A thorough interrogation of the immune landscape is crucial for immunotherapy strategy selection and prediction of clinical responses in non-small-cell lung cancer (NSCLC) patients. Single-cell RNA sequencing (scRNA-seq) techniques have prompted the opportunity to dissect the distinct immune signatures between lung adenocarcinoma (LUAD) and lung squamous cell carcinoma (LUSC), the two major subtypes of NSCLC. Here, we performed scRNA-seq on 72,475 immune cells from 40 samples of tumor and matched adjacent normal tissues spanning 19 NSCLC patients, and drew a systematic immune cell transcriptome atlas.
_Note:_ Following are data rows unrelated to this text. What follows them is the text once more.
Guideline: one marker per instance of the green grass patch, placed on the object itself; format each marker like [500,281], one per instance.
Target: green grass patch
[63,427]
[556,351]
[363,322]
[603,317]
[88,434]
Joint analyses of the distinct cellular compositions, differentially expressed genes (DEGs), cell-cell interactions, pseudotime trajectory, transcriptomic factors and prognostic factors based on The Cancer Genome Atlas (TCGA), revealed the central roles of cytotoxic and effector T and NK cells and the distinct functional macrophages (Mφ) subtypes in the immune microenvironment heterogeneity between LUAD and LUSC. The dominant subtype of Mφ was FABP4-Mφ in LUAD and SPP1-Mφ in LUSC. Importantly, we identified a novel lymphocyte-related Mφ cluster, which we named SELENOP-Mφ, and further established its antitumor role in both types, especially in LUAD. Our comprehensive depiction of the immune heterogeneity and definition of Mφ clusters could help design personalized treatment for lung cancer patients in clinical practice.